Evolutionary design of magnetic soft continuum robots

Abstract

Significance Magnetic soft continuum robots (MSCRs) capable of magnetic field–controllable steering offer great promise for the endovascular treatment of cardiovascular diseases. However, existing MSCRs are often limited to small workspaces because of the lack of efficient design and optimization tools. In this work, we introduce an evolutionary design strategy by integrating theoretical modeling and the genetic algorithm. Enabled by this strategy, the proposed MSCR achieves an optimal workspace much larger than those of the state-of-the-art MSCRs. The proposed design strategy also offers a potent tool for efficient design and optimization of future magnetic soft robots and actuators. Worldwide cardiovascular diseases such as stroke and heart disease are the leading cause of mortality.
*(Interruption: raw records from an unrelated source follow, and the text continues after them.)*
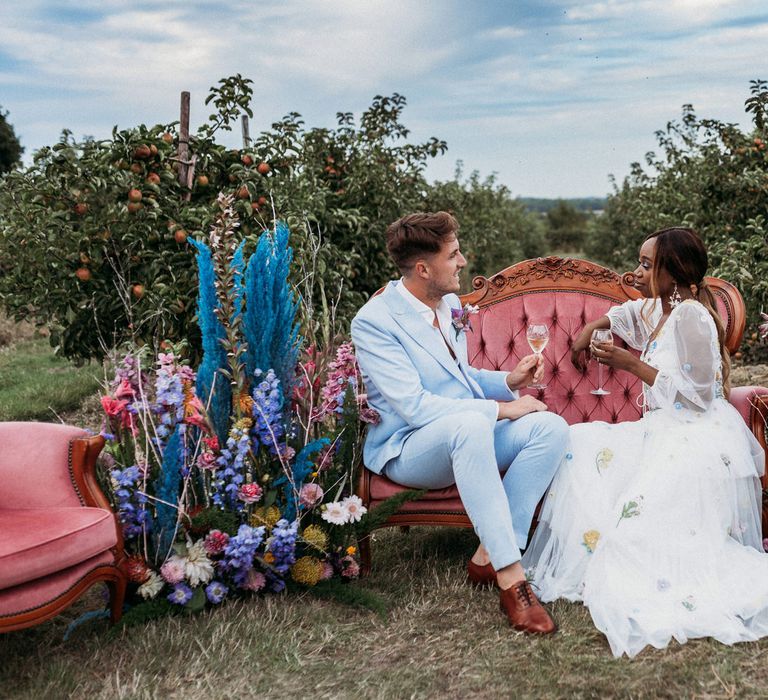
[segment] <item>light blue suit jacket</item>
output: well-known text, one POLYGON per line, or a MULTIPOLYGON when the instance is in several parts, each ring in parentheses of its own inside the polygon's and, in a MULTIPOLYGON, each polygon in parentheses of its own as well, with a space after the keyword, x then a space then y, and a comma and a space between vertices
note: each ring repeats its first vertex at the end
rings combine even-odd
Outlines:
MULTIPOLYGON (((430 329, 397 291, 398 284, 390 282, 352 320, 368 403, 381 415, 377 425, 368 426, 363 459, 379 474, 412 431, 462 411, 477 411, 495 423, 496 400, 517 398, 507 386, 507 372, 469 365, 466 334, 456 338, 451 329, 454 360, 438 330, 430 329)), ((451 308, 461 308, 455 294, 444 299, 451 308)))

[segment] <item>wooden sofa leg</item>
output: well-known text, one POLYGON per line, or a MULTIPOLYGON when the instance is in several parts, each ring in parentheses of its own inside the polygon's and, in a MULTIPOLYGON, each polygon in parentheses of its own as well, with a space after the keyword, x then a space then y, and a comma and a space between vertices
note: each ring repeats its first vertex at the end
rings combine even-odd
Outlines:
POLYGON ((360 576, 369 576, 371 573, 371 535, 360 538, 357 541, 360 549, 360 576))
POLYGON ((124 574, 107 581, 107 588, 109 589, 109 619, 113 625, 120 622, 120 618, 123 616, 125 590, 127 587, 128 578, 124 574))

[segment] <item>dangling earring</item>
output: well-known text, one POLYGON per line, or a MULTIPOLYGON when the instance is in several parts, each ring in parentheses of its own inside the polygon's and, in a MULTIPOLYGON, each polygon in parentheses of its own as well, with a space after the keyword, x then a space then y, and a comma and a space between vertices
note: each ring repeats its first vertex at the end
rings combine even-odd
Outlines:
POLYGON ((683 298, 680 296, 680 292, 677 291, 677 282, 675 282, 675 288, 672 290, 672 294, 669 295, 669 305, 674 309, 683 298))

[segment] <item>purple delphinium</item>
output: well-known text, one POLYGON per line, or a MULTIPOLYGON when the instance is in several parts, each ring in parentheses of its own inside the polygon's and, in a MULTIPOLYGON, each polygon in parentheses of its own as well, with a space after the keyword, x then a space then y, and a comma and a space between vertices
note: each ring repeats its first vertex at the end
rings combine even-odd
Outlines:
POLYGON ((216 459, 216 469, 211 478, 213 502, 219 508, 229 508, 240 512, 244 504, 238 498, 243 483, 245 458, 251 449, 248 430, 237 423, 229 431, 226 447, 216 459))
POLYGON ((283 393, 280 390, 280 380, 271 369, 266 375, 257 369, 254 375, 255 381, 259 383, 253 390, 253 438, 272 454, 277 454, 282 449, 280 443, 285 433, 282 425, 283 393))
POLYGON ((115 499, 117 514, 123 525, 123 536, 126 540, 137 537, 150 529, 152 523, 147 510, 147 497, 137 489, 137 482, 142 476, 138 466, 125 469, 113 469, 110 476, 117 484, 115 499))
POLYGON ((243 586, 248 579, 248 571, 253 568, 253 560, 261 543, 264 541, 265 527, 241 525, 237 534, 229 538, 224 548, 223 566, 234 572, 234 580, 243 586))
POLYGON ((186 583, 177 583, 168 594, 168 600, 176 605, 186 605, 192 599, 192 589, 186 583))
POLYGON ((275 560, 272 568, 279 574, 285 574, 296 562, 296 532, 299 523, 294 520, 289 523, 281 518, 272 528, 272 536, 267 540, 267 549, 275 560))
POLYGON ((184 418, 184 386, 177 372, 173 353, 160 353, 155 376, 155 412, 158 416, 157 434, 168 437, 173 426, 184 418))
POLYGON ((205 587, 205 597, 214 605, 218 605, 224 600, 227 593, 229 593, 229 588, 221 581, 212 581, 205 587))

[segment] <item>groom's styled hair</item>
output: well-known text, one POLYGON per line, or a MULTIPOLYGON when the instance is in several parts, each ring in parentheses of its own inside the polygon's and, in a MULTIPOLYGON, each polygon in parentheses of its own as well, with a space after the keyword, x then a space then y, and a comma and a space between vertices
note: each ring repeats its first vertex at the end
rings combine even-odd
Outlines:
POLYGON ((387 227, 387 252, 405 275, 419 258, 440 252, 443 241, 458 230, 459 222, 447 211, 407 214, 387 227))

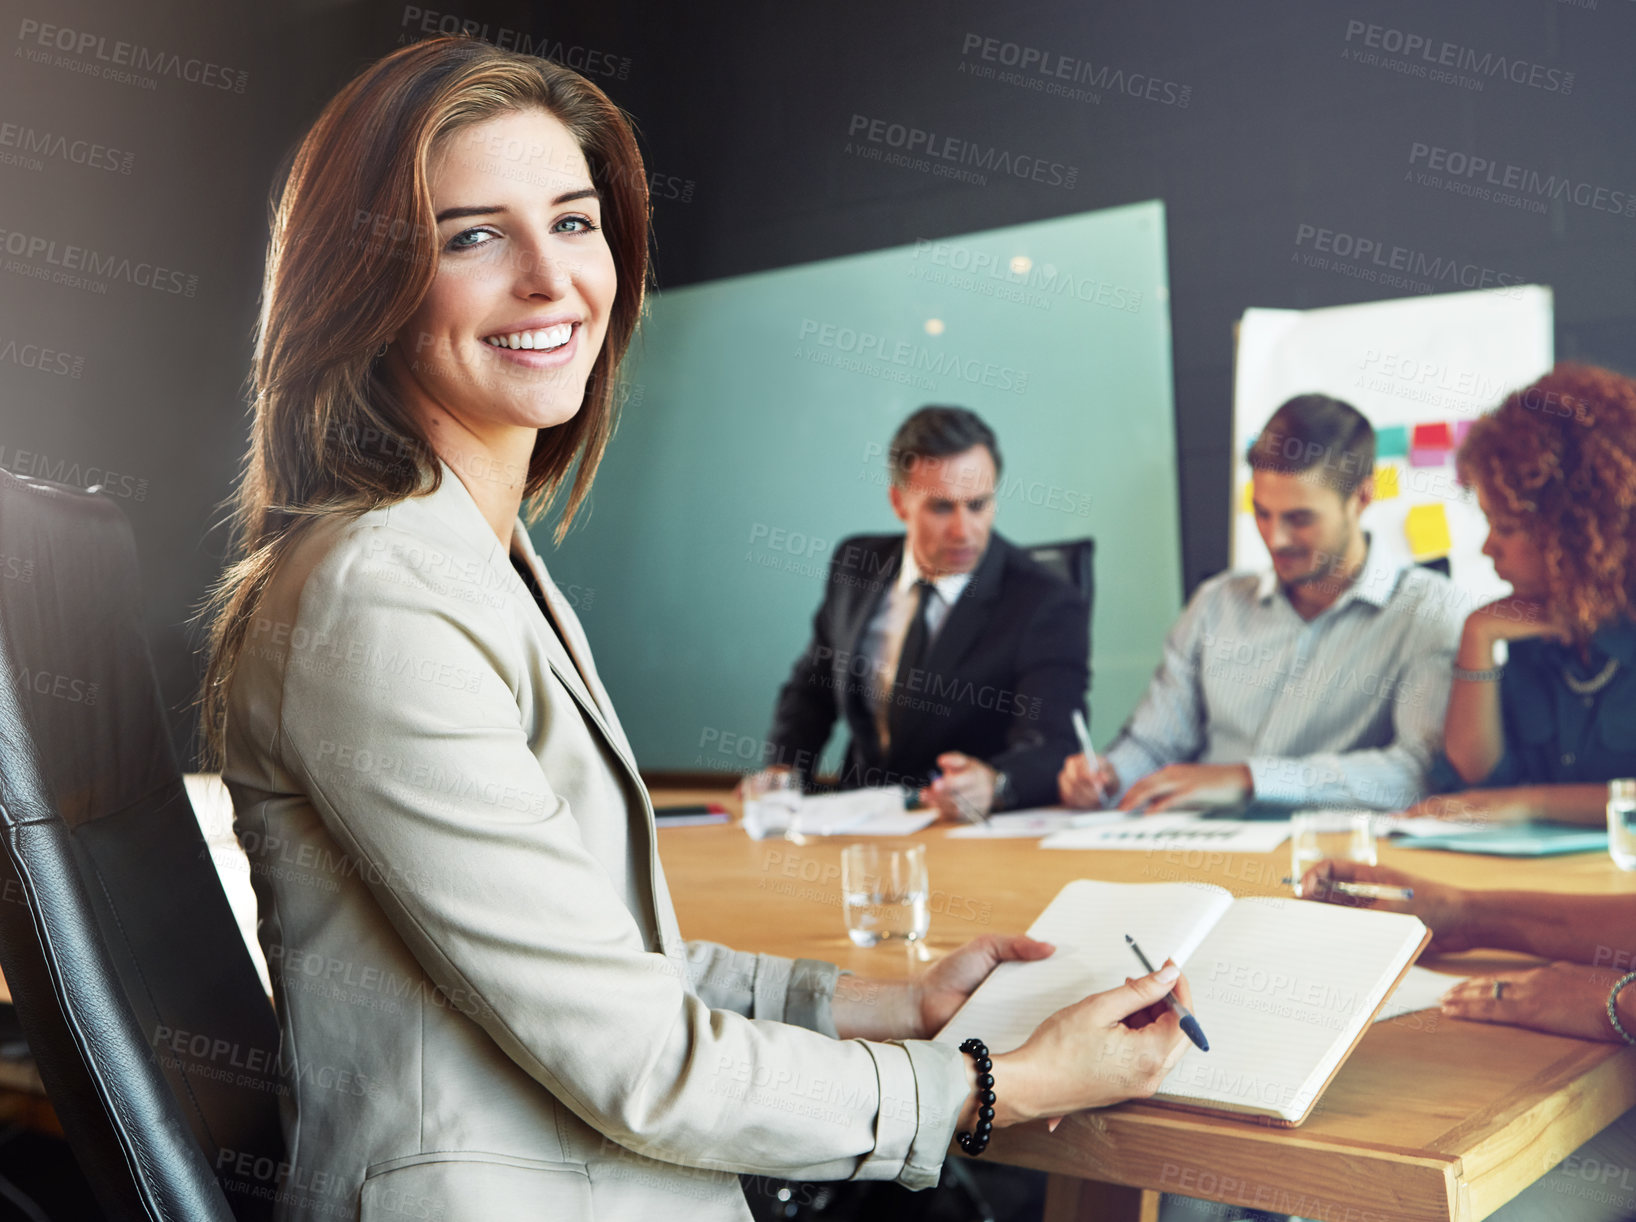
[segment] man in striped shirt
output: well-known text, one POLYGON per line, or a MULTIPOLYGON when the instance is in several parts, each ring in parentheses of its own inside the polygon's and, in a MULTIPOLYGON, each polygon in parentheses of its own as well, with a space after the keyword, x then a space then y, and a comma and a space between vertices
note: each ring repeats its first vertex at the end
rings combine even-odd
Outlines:
POLYGON ((1100 766, 1064 764, 1068 805, 1398 810, 1425 793, 1461 617, 1447 578, 1359 526, 1374 429, 1347 403, 1300 395, 1249 461, 1272 570, 1199 587, 1100 766))

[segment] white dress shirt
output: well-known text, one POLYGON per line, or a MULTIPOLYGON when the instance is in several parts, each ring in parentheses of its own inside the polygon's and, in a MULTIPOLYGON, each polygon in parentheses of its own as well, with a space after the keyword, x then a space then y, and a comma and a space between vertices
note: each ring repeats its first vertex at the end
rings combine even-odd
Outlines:
POLYGON ((1442 746, 1458 603, 1376 547, 1311 620, 1270 571, 1212 577, 1104 755, 1122 788, 1166 764, 1247 764, 1262 801, 1402 809, 1442 746))
MULTIPOLYGON (((898 658, 903 654, 903 642, 909 635, 909 621, 914 618, 920 595, 915 583, 921 579, 920 566, 915 563, 907 538, 903 541, 903 562, 898 566, 897 580, 881 599, 880 606, 870 617, 869 626, 858 642, 858 652, 869 659, 870 682, 867 691, 869 710, 875 715, 875 731, 880 735, 881 750, 886 749, 889 735, 886 725, 891 705, 892 681, 897 677, 898 658)), ((938 629, 949 618, 955 600, 971 582, 970 573, 951 573, 932 582, 932 593, 926 600, 926 644, 937 639, 938 629)))

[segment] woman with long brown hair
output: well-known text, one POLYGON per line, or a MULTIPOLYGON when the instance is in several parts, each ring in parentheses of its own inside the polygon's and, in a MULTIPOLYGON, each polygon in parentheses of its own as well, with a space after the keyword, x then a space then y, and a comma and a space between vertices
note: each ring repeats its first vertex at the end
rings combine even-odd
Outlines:
POLYGON ((1636 381, 1560 364, 1458 465, 1512 592, 1466 619, 1432 770, 1464 792, 1425 809, 1599 824, 1607 782, 1636 775, 1636 381))
MULTIPOLYGON (((282 1026, 280 1215, 742 1218, 733 1172, 936 1181, 956 1129, 1151 1092, 1174 966, 970 1056, 913 982, 685 943, 652 808, 520 514, 613 431, 630 127, 466 39, 367 68, 278 196, 204 691, 282 1026)), ((570 482, 571 478, 571 482, 570 482)), ((981 1036, 981 1032, 971 1033, 981 1036)))

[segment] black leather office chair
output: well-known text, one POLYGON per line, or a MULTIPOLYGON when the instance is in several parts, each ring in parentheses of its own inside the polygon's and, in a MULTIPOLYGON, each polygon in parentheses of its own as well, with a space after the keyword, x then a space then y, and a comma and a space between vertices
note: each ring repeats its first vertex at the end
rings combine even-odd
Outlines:
MULTIPOLYGON (((1036 543, 1023 549, 1058 577, 1070 582, 1085 596, 1085 631, 1091 631, 1092 613, 1096 609, 1096 540, 1068 539, 1062 543, 1036 543)), ((1096 673, 1094 648, 1086 655, 1090 661, 1087 682, 1096 673)))
POLYGON ((1096 540, 1069 539, 1064 543, 1036 543, 1023 549, 1058 577, 1064 578, 1085 596, 1087 606, 1096 602, 1096 540))
POLYGON ((0 969, 109 1216, 270 1216, 278 1027, 171 748, 130 527, 5 471, 0 837, 0 969))

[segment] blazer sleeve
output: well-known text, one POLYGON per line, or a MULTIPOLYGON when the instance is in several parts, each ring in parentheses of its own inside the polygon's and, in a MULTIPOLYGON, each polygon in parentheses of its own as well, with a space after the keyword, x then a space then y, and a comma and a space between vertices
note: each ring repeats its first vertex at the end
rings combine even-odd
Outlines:
MULTIPOLYGON (((967 1090, 961 1054, 834 1040, 690 992, 682 948, 647 949, 581 840, 579 820, 625 812, 570 810, 526 739, 504 612, 338 548, 303 590, 303 631, 480 676, 449 689, 418 664, 370 665, 370 682, 287 668, 279 754, 449 1004, 542 1088, 668 1162, 937 1181, 967 1090)), ((566 694, 551 707, 579 715, 566 694)), ((706 969, 717 958, 704 952, 706 969)))
POLYGON ((822 959, 754 955, 716 942, 687 944, 693 991, 712 1010, 793 1023, 830 1038, 835 1030, 835 981, 841 969, 822 959))
POLYGON ((1063 587, 1043 601, 1018 643, 1018 708, 1027 713, 987 761, 1011 778, 1014 806, 1055 804, 1057 774, 1079 749, 1073 712, 1084 707, 1090 681, 1089 615, 1079 592, 1063 587))
MULTIPOLYGON (((819 757, 841 713, 843 692, 835 688, 835 639, 830 627, 838 560, 830 562, 824 601, 812 617, 812 637, 778 689, 766 763, 788 764, 805 781, 818 771, 819 757)), ((844 668, 843 668, 844 669, 844 668)))

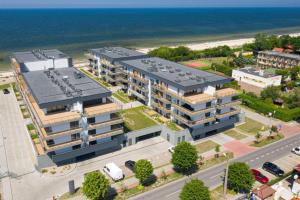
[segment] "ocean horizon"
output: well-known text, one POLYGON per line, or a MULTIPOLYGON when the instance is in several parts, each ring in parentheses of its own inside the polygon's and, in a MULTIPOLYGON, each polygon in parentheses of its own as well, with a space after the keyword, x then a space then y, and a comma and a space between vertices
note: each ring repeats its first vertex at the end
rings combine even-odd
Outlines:
POLYGON ((300 32, 300 8, 0 9, 0 58, 33 48, 78 56, 103 46, 186 44, 261 32, 300 32))

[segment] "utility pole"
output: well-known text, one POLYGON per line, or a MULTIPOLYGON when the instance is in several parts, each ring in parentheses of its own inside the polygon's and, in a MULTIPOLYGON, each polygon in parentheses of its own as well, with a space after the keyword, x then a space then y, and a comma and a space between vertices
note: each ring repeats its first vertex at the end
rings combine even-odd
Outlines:
MULTIPOLYGON (((226 153, 224 153, 224 155, 225 155, 225 157, 227 157, 226 153)), ((225 171, 225 178, 224 178, 224 200, 227 199, 228 169, 229 169, 229 158, 227 158, 227 162, 226 162, 226 171, 225 171)))

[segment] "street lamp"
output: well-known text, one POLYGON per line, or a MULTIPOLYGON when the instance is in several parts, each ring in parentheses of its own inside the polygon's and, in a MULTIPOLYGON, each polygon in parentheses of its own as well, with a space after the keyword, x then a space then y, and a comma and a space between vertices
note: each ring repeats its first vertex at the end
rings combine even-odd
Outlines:
POLYGON ((226 171, 225 171, 225 178, 224 178, 224 199, 227 199, 227 179, 228 179, 228 168, 229 168, 229 157, 227 157, 226 153, 223 153, 223 155, 227 158, 227 162, 226 162, 226 171))

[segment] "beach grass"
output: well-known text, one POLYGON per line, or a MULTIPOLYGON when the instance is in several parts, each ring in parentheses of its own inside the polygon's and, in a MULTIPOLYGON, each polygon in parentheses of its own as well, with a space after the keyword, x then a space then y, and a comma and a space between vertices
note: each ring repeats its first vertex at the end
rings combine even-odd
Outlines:
POLYGON ((236 140, 242 140, 242 139, 244 139, 244 138, 247 137, 246 135, 241 134, 241 133, 239 133, 239 132, 237 132, 237 131, 235 131, 233 129, 224 132, 224 134, 228 135, 229 137, 232 137, 232 138, 234 138, 236 140))
POLYGON ((255 135, 264 128, 264 125, 258 121, 246 117, 245 123, 237 126, 236 128, 246 134, 255 135))
POLYGON ((207 140, 205 142, 196 144, 196 149, 197 149, 198 153, 204 153, 204 152, 213 150, 216 146, 218 146, 217 143, 215 143, 211 140, 207 140))

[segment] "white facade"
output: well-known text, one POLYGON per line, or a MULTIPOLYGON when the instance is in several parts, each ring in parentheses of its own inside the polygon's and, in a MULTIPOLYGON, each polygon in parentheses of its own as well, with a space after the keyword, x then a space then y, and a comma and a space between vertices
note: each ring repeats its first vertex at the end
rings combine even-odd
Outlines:
POLYGON ((269 86, 279 86, 281 84, 281 75, 264 76, 263 71, 258 75, 246 73, 245 71, 233 70, 232 78, 238 82, 244 82, 259 88, 267 88, 269 86))
POLYGON ((71 67, 69 66, 68 58, 61 59, 47 59, 47 60, 39 60, 34 62, 25 62, 24 66, 28 71, 38 71, 45 70, 49 68, 65 68, 71 67))

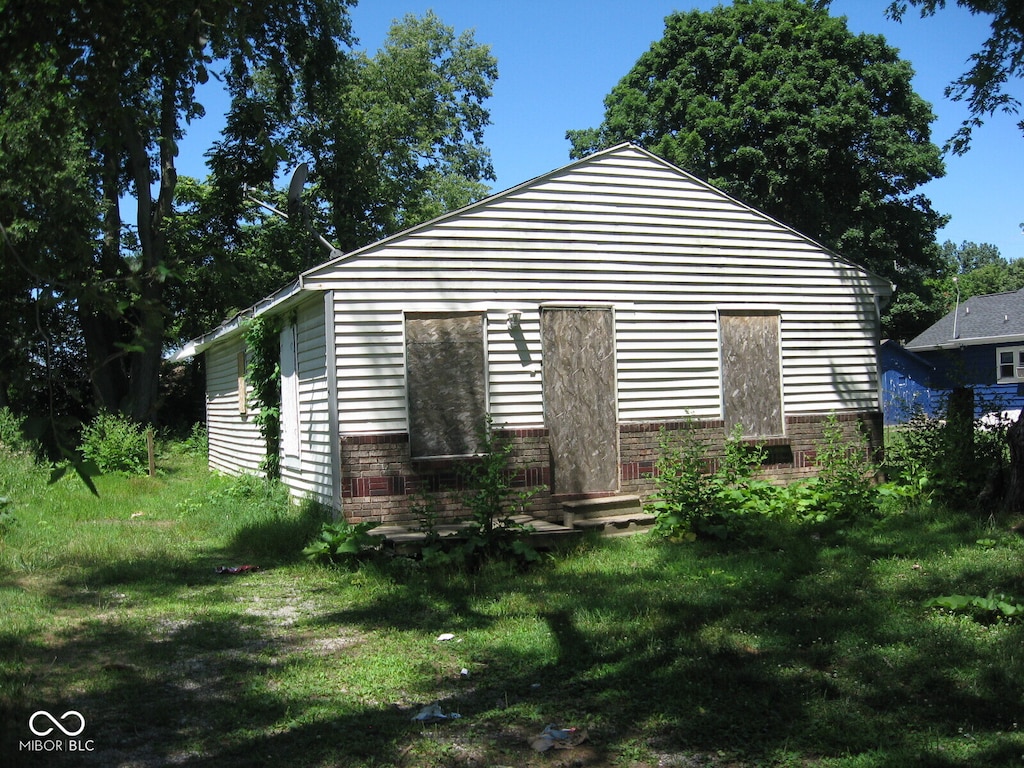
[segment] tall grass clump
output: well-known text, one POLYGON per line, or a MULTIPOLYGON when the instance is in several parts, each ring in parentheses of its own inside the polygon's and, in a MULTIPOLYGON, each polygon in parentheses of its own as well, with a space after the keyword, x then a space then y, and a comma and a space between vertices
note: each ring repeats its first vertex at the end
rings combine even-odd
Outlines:
POLYGON ((0 542, 18 522, 18 506, 46 483, 46 468, 37 463, 35 446, 23 436, 24 420, 0 408, 0 542))
POLYGON ((229 549, 250 557, 296 559, 331 510, 313 500, 292 502, 288 487, 273 478, 241 475, 214 494, 232 510, 229 549))
POLYGON ((210 449, 210 437, 206 431, 206 425, 199 422, 193 424, 188 437, 175 445, 188 456, 205 459, 210 449))
POLYGON ((0 408, 0 449, 11 453, 33 450, 32 443, 25 438, 25 420, 10 408, 0 408))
While guidewire/catheter-based minimally invasive surgery is used to treat a variety of cardiovascular disorders, existing passive guidewires and catheters suffer from several limitations such as low steerability and vessel access through complex geometry of vasculatures and imaging-related accumulation of radiation to both patients and operating surgeons. To address these limitations, magnetic soft continuum robots (MSCRs) in the form of magnetic field–controllable elastomeric fibers have recently demonstrated enhanced steerability under remotely applied magnetic fields. While the steerability of an MSCR largely relies on its workspace—the set of attainable points by its end effector—existing MSCRs based on embedding permanent magnets or uniformly dispersing magnetic particles in polymer matrices still cannot give optimal workspaces. The design and optimization of MSCRs have been challenging because of the lack of efficient tools. Here, we report a systematic set of model-based evolutionary design, fabrication, and experimental validation of an MSCR with a counterintuitive nonuniform distribution of magnetic particles to achieve an unprecedented workspace. The proposed MSCR design is enabled by integrating a theoretical model and the genetic algorithm. The current work not only achieves the optimal workspace for MSCRs but also provides a powerful tool for the efficient design and optimization of future magnetic soft robots and actuators.